After Deng
John Gittings
- Deng Xiaoping: My Father by Deng Mao Mao
Basic Books, 498 pp, £20.00, March 1995, ISBN 0 465 01625 1 - Deng Xiaoping and the Making of Modern China by Richard Evans
Hamish Hamilton, 339 pp, £20.00, October 1993, ISBN 0 241 13031 X - China After Deng Xiaoping by Willy Wo-lap Lam
Wiley, 516 pp, £24.95, March 1995, ISBN 0 471 13114 8 - Burying Mao: Chinese Politics in the Age of Deng Xiaoping by Richard Baum
Princeton, 489 pp, £29.95, October 1994, ISBN 0 691 03639 X - Deng Xiaoping: Chronicle of an Empire by Ruan Ming
Westview, 288 pp, £44.50, November 1994, ISBN 0 8133 1920 X
Mao Zedong used to point him out to foreign visitors. ‘That little man,’ said the Chairman, ‘will go a long way.’ Such praise was belittling in more than one sense and Mao made sure during the Cultural Revolution that Deng went nowhere.
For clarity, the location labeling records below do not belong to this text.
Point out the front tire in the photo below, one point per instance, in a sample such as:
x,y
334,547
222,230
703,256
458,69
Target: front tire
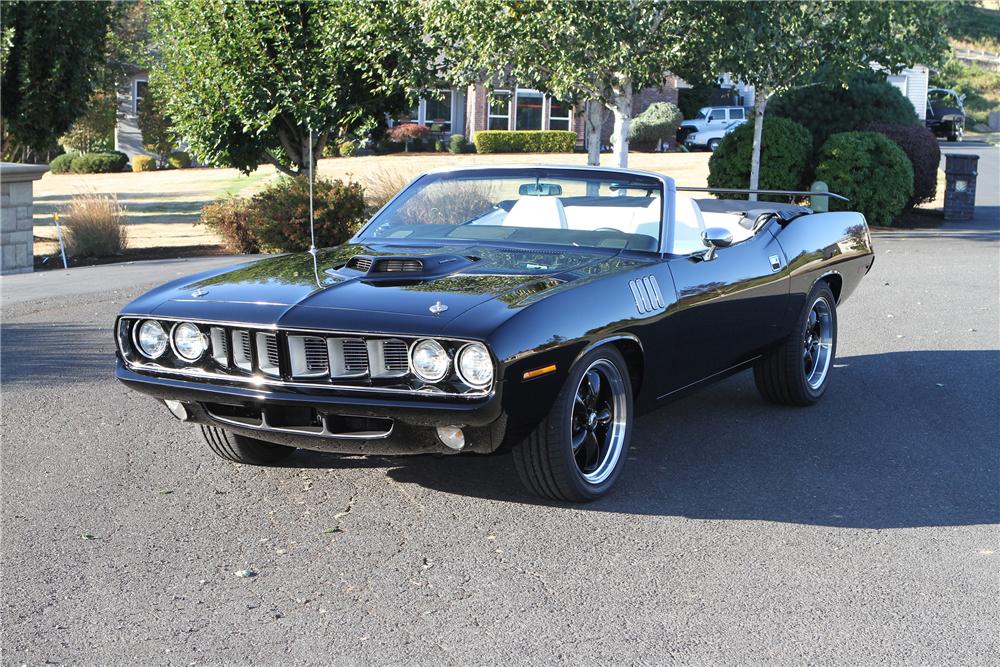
x,y
578,451
797,372
241,449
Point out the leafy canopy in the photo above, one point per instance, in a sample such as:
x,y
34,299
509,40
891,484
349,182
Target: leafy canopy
x,y
244,81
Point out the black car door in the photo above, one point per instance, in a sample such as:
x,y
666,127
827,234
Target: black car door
x,y
728,309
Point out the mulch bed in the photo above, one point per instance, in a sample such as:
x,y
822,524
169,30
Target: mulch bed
x,y
48,262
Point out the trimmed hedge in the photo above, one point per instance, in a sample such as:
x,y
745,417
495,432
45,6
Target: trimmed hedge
x,y
830,109
63,164
870,170
99,163
143,163
525,141
924,152
784,161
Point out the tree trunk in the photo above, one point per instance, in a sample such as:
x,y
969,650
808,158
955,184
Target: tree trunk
x,y
593,120
622,111
760,103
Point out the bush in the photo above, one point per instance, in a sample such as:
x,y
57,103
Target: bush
x,y
830,109
179,160
871,171
655,126
456,143
230,219
95,226
784,160
63,164
525,141
99,163
924,153
143,163
280,213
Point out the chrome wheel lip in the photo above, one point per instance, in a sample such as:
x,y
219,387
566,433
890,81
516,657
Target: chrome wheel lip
x,y
817,343
612,443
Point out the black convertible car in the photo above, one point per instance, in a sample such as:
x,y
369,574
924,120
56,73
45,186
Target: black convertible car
x,y
537,308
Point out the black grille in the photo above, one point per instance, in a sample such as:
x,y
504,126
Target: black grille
x,y
399,265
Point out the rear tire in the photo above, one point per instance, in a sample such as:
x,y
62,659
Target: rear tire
x,y
578,451
241,449
797,372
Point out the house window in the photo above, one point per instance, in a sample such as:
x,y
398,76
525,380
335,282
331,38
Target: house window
x,y
499,111
437,112
529,110
141,85
559,115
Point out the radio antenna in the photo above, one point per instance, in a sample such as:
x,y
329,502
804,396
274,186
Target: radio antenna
x,y
312,226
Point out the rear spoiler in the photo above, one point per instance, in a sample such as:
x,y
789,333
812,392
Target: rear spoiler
x,y
789,193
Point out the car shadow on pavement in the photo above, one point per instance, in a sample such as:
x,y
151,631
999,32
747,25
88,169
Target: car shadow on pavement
x,y
901,440
54,353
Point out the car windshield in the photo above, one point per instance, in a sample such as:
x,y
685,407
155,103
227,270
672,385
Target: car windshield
x,y
572,207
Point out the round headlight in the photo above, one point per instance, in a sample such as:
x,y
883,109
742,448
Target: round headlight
x,y
429,360
475,366
189,342
151,339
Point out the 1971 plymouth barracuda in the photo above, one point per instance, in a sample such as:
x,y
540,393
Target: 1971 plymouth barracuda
x,y
532,308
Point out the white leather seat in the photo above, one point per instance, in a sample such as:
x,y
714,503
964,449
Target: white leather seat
x,y
543,212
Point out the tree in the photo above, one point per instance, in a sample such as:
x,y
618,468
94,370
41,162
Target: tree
x,y
589,52
244,82
51,65
781,45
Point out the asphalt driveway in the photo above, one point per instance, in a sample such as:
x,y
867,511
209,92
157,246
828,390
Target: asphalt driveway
x,y
864,529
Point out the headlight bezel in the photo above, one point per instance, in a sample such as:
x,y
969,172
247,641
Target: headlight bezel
x,y
136,337
430,379
463,376
175,348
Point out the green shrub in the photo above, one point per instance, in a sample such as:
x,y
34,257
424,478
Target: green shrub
x,y
456,143
179,160
95,226
784,160
870,170
99,163
280,213
924,153
143,163
230,219
63,164
525,141
655,126
829,109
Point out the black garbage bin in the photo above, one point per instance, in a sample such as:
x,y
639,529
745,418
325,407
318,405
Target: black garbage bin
x,y
960,172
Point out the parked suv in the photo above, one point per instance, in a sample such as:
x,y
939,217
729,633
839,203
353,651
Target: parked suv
x,y
711,118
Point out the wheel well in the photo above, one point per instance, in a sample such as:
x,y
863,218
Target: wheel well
x,y
836,283
633,358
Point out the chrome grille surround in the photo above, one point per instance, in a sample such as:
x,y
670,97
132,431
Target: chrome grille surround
x,y
265,355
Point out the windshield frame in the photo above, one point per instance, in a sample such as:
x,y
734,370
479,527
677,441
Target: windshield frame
x,y
541,171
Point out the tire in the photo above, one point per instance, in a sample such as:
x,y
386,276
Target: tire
x,y
597,416
241,449
797,372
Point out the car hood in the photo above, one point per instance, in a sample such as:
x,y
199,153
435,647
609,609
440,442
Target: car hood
x,y
300,288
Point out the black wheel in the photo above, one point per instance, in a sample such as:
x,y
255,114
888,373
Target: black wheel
x,y
241,449
579,449
798,371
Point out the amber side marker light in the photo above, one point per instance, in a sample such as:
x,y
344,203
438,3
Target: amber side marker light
x,y
539,371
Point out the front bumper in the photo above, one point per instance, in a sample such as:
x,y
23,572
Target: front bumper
x,y
411,420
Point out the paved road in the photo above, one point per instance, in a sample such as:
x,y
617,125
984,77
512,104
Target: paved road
x,y
861,530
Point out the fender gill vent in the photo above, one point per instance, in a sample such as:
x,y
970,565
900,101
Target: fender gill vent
x,y
399,265
646,293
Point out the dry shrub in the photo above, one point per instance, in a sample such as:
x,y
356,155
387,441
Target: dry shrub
x,y
95,226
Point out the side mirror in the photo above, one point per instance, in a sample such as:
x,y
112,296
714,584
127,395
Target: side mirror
x,y
714,238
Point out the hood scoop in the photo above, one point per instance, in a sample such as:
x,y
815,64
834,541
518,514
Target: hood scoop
x,y
396,268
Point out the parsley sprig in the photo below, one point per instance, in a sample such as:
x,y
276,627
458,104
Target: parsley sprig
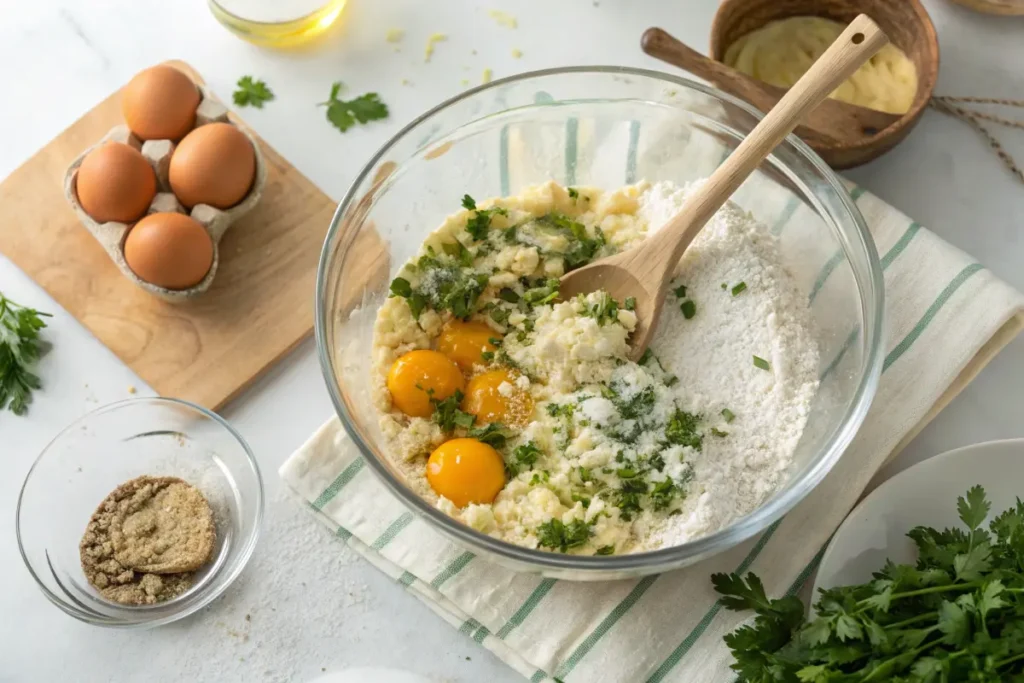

Yet Deng Xiaoping bounced back, once while Mao was still alive and then definitively after his death. The image of someone small but determined, refusing to be crushed by criticism, is very strong. In 1978, when Deng swept away Mao’s immediate successors, his admirers in Beijing compared him to the immortal Monkey of the classic Ming Dynasty novel Journey to the West who whirls his staff and vanquishes demons ten times his size. Affectionately they called him His Excellency Deng – literally, Big Man Deng.